「雇用システムとは一筋縄でいかないもの。付け焼刃の応急措置では決して変革はできない。本気で日本型を変えるためには、雇用システム、そして人事というものを、隅々まで理解して、根治を目指さなければならない」。長年人事と雇用の問題に携わってきた著者が人事制度をゼロから解説。中央大学大学院戦略研究科のMBAコースで教えている内容をそのまま提供する。

(写真:123RF)

 昨今、またまた「脱日本型雇用」が至る所で叫ばれています。

 新型コロナウイルス感染症の流行によりリモートワークが普及し、従来の働き方が成り立たなくなったことで、「新たな人事制度」を模索して社会全体が焦っているという背景は分かります。それにしてもまあ、いい加減な話が語られている。その根元にあるのが“ジョブ型”なる言葉です。

おかしなジョブ型がそこかしこに・・・

 一知半解に使われる頻出例を見てみましょう。

 「終身雇用はもう持たない。これからはジョブ型にしないといけない」
 「リモートワークではジョブ型で職務内容を明確にし、成果も見えるようにしないと」
 「新卒採用もシビアになってきた。昨今はジョブ型採用で、即戦力が重視される」

 “ジョブ型”というマジックワードを使って旧来の日本型を批判すると、何となく全てが正論に見えてしまうのが怖いところ。専門的に言うと、突っ込みどころ満載な話なのに…。

 まず、終身雇用とジョブ型は二項対立関係にはありません。ジョブ型で通している多くの欧州大陸国は、熟年労働者の勤続年数が日本よりも長かったりするのです。イタリアの平均勤続年数は日本よりも長いし、10年以上勤務している社員の割合もフランスやイタリアが日本を上回っています。

 また、ジョブ型は職務内容がしっかり決めてある、という話も神話に過ぎません(この件は今後の連載で詳しく触れます)。欧米企業の「ジョブディスクリプション(職務記述書)」をぜひ見てください。そこには「周囲の仕事も手伝う」、「書かれていないことは上司の指示に従う」、「業務に付随する諸々の問題を解決する」など曖昧な言葉が頻出していますから。

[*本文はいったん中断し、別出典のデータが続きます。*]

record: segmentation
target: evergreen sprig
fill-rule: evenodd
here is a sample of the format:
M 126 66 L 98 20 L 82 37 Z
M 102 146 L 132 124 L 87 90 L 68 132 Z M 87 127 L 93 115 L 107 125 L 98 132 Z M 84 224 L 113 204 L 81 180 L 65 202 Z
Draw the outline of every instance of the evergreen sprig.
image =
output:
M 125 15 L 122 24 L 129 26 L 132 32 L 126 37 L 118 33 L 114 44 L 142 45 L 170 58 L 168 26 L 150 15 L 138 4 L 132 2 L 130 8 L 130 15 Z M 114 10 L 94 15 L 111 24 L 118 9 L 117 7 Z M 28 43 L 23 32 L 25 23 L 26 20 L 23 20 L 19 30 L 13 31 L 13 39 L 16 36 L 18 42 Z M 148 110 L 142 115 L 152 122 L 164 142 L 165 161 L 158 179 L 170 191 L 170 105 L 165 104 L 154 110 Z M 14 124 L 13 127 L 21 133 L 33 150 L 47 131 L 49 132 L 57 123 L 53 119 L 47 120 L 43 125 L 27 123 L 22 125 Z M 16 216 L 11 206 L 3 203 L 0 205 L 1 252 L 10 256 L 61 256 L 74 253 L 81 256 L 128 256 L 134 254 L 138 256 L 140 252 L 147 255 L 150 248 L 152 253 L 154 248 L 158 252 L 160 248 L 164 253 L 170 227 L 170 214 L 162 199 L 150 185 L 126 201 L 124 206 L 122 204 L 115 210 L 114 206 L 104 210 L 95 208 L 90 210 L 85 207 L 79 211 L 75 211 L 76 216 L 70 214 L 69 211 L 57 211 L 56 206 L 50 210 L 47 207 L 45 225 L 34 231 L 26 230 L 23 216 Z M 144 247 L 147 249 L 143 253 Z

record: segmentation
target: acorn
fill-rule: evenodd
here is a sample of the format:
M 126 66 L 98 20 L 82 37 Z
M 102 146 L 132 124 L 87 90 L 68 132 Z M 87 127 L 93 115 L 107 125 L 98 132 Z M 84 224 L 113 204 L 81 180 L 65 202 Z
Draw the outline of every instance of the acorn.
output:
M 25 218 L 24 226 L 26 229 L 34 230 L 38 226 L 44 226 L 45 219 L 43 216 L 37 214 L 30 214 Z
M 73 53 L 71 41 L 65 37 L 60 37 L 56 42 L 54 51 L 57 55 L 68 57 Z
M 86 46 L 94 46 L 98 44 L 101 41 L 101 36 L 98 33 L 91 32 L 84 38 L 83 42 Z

 もちろん、ジョブ型だと成果が見えやすいというのも間違いです。欧米企業の評価制度は日本よりかなり大ざっぱで、基本は、「いい・普通・悪い」の3段階評価しかありません。それを2軸(「業績と行動」や「業績と能力」など)で行うのが主流です。結果、3×3で9通りの評価になるので、ナインボックスなどと呼ばれています。

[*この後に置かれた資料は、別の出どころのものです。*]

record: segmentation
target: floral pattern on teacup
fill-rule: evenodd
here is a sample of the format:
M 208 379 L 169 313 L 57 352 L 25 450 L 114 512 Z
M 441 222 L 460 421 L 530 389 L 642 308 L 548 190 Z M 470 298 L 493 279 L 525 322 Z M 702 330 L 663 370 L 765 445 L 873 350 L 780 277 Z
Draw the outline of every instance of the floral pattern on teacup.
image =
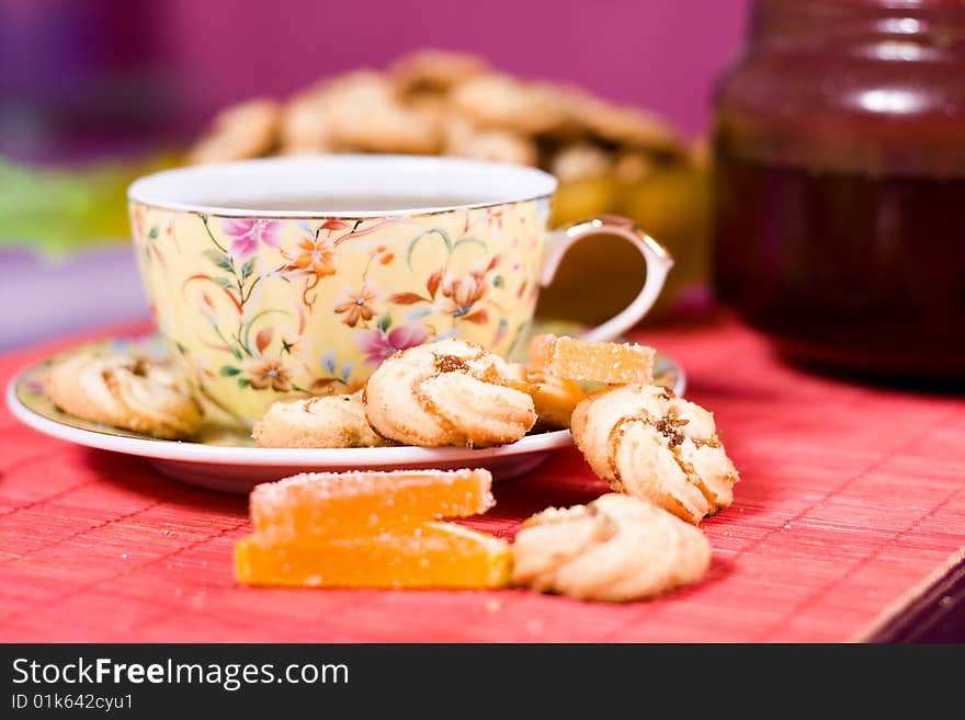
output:
M 350 392 L 412 345 L 510 353 L 546 231 L 541 201 L 364 219 L 130 212 L 159 330 L 198 389 L 249 419 L 290 393 Z

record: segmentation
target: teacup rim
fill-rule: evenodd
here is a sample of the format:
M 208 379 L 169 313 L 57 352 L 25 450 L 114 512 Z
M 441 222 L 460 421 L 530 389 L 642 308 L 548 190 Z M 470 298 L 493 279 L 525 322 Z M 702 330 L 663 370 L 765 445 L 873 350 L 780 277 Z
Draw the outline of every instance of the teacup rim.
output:
M 474 178 L 486 175 L 493 183 L 498 180 L 498 188 L 491 191 L 490 196 L 478 203 L 465 203 L 453 205 L 417 205 L 404 208 L 389 208 L 360 210 L 298 210 L 298 209 L 271 209 L 243 207 L 243 203 L 232 205 L 218 204 L 217 202 L 190 202 L 178 199 L 178 193 L 184 193 L 185 187 L 204 185 L 205 178 L 208 183 L 214 183 L 219 178 L 241 180 L 246 172 L 279 172 L 280 170 L 292 172 L 306 172 L 309 169 L 319 170 L 338 169 L 339 165 L 356 165 L 368 171 L 377 170 L 378 165 L 386 169 L 391 164 L 409 171 L 421 172 L 451 172 L 469 173 Z M 367 165 L 367 167 L 366 167 Z M 484 181 L 480 181 L 484 182 Z M 325 153 L 305 155 L 291 157 L 253 158 L 231 162 L 206 163 L 172 168 L 154 172 L 136 179 L 127 187 L 127 199 L 138 205 L 156 207 L 160 209 L 197 213 L 216 217 L 245 217 L 245 218 L 372 218 L 433 215 L 451 213 L 462 209 L 477 209 L 511 205 L 549 198 L 556 192 L 557 180 L 554 175 L 537 168 L 518 165 L 475 158 L 456 158 L 449 156 L 417 156 L 417 155 L 383 155 L 383 153 Z M 375 191 L 373 191 L 375 192 Z M 480 193 L 481 194 L 481 193 Z

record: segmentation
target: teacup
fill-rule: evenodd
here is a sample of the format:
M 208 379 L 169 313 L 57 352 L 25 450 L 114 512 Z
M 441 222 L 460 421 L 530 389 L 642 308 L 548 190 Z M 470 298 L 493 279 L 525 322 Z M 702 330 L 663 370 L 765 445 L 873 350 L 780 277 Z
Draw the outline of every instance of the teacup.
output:
M 128 198 L 160 333 L 201 392 L 254 420 L 280 398 L 352 391 L 412 345 L 461 338 L 513 355 L 540 287 L 587 235 L 634 243 L 647 277 L 584 336 L 634 325 L 670 256 L 622 218 L 550 232 L 555 188 L 540 170 L 477 160 L 318 156 L 159 172 Z

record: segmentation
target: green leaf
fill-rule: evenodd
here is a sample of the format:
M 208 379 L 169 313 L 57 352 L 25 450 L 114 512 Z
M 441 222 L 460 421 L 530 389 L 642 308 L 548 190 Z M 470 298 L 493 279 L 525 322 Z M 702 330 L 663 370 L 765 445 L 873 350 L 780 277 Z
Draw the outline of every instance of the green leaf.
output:
M 231 259 L 217 248 L 208 248 L 203 254 L 222 270 L 226 270 L 229 273 L 235 272 L 235 265 L 231 264 Z
M 412 268 L 412 253 L 416 251 L 416 245 L 419 244 L 419 241 L 424 238 L 427 235 L 438 235 L 442 238 L 442 241 L 445 243 L 446 252 L 452 252 L 452 241 L 449 239 L 449 233 L 442 228 L 429 228 L 428 230 L 423 230 L 415 238 L 409 240 L 409 247 L 406 249 L 406 264 L 409 265 L 409 270 Z

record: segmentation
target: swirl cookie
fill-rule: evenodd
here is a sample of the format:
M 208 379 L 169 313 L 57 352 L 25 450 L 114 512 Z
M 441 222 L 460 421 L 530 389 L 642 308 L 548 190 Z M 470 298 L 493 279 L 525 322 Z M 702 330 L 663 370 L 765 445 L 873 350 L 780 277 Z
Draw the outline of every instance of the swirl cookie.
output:
M 697 582 L 711 563 L 711 545 L 697 528 L 620 494 L 532 516 L 512 553 L 514 584 L 617 603 Z
M 583 389 L 572 380 L 545 373 L 531 374 L 529 382 L 540 425 L 547 428 L 569 427 L 572 411 L 587 397 Z
M 188 156 L 193 163 L 258 158 L 277 145 L 282 111 L 271 100 L 250 100 L 222 111 Z
M 689 523 L 728 507 L 738 480 L 714 415 L 658 386 L 593 392 L 577 405 L 574 441 L 600 478 Z
M 514 443 L 536 422 L 529 386 L 479 345 L 444 340 L 400 351 L 365 386 L 368 423 L 406 445 L 490 447 Z
M 487 72 L 489 64 L 476 55 L 427 48 L 399 58 L 388 70 L 402 92 L 445 92 Z
M 444 150 L 459 158 L 518 165 L 535 165 L 538 159 L 536 144 L 529 138 L 510 130 L 483 129 L 461 117 L 446 121 Z
M 559 93 L 508 75 L 470 78 L 452 91 L 451 99 L 454 108 L 477 125 L 522 135 L 553 132 L 569 117 Z
M 198 405 L 178 374 L 120 353 L 81 351 L 60 359 L 45 390 L 71 415 L 155 437 L 190 437 L 201 424 Z
M 645 110 L 588 96 L 574 106 L 574 113 L 581 125 L 606 142 L 651 152 L 680 155 L 685 151 L 670 125 Z
M 359 71 L 326 90 L 328 133 L 338 147 L 366 152 L 433 155 L 442 127 L 431 112 L 404 104 L 387 78 Z
M 362 391 L 275 402 L 251 428 L 259 447 L 381 447 L 362 404 Z

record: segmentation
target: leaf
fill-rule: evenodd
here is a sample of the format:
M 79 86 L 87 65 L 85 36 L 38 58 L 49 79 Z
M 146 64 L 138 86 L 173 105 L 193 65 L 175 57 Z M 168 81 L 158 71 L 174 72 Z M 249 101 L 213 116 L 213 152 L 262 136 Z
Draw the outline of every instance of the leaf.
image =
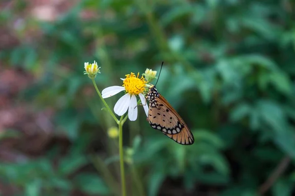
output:
M 99 194 L 103 196 L 110 194 L 108 188 L 97 175 L 88 173 L 80 173 L 75 177 L 74 181 L 79 189 L 87 194 Z
M 30 196 L 40 196 L 41 183 L 40 180 L 28 182 L 26 185 L 25 195 Z
M 231 120 L 237 121 L 241 120 L 250 113 L 251 107 L 248 104 L 242 103 L 235 108 L 231 112 Z
M 219 173 L 227 176 L 230 172 L 229 167 L 226 159 L 220 154 L 204 154 L 199 159 L 201 163 L 212 166 Z
M 148 185 L 148 195 L 156 196 L 158 195 L 159 189 L 165 178 L 166 174 L 161 170 L 154 171 L 150 175 Z
M 280 179 L 272 187 L 273 196 L 289 196 L 292 195 L 294 184 L 285 179 Z
M 206 141 L 210 145 L 218 148 L 224 147 L 225 144 L 220 138 L 210 131 L 204 129 L 198 129 L 193 132 L 195 142 Z
M 292 91 L 292 84 L 288 76 L 282 72 L 274 72 L 269 75 L 270 82 L 281 93 L 288 95 Z
M 69 175 L 88 163 L 88 160 L 82 155 L 65 157 L 59 165 L 59 171 L 62 175 Z
M 295 132 L 291 128 L 277 132 L 273 140 L 276 144 L 295 160 Z

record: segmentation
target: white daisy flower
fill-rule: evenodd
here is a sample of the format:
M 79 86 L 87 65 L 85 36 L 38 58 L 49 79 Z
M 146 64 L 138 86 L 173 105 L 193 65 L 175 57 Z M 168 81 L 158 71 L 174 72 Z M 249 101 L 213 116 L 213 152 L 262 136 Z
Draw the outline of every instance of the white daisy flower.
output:
M 114 107 L 114 111 L 118 115 L 121 116 L 128 110 L 128 117 L 131 121 L 134 121 L 137 118 L 137 95 L 140 98 L 147 116 L 148 112 L 147 101 L 142 93 L 144 88 L 146 86 L 147 81 L 142 76 L 141 78 L 139 78 L 139 73 L 136 77 L 131 72 L 131 74 L 125 76 L 126 78 L 122 79 L 122 86 L 110 86 L 104 89 L 102 91 L 102 98 L 104 99 L 125 91 L 126 94 L 117 101 Z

 新卒採用の話に至っては、もう何一つ正しくありません。この通りなら、総合商社で原子力発電を扱う部署は原子力発電の営業ができる学生を、メガバンクは法人融資に詳しい学生を採るということになりますが…。そんな学生がいるはずはありませんね。

 こうしたトンチンカンな話は、いわゆる一般人が井戸端で交わしているわけではないのです。マスコミの記者や有名な識者が、どや顔で繰り広げていたりする。のみならず、有名な経済団体で役職に就いている大企業のトップや、大学で学生の相談に乗っている就職課の職員などからも聞かれます。その道のプロであるはずの企業の人事部員すら、こうした話に反論もできない状況になっています。

 要するに、ジョブ型が何たるものか、素人もプロも全く理解していないのです。たぶん日本中の多くの人は、ジョブ型とは「職種別に採用すること」程度に思っているのでしょう。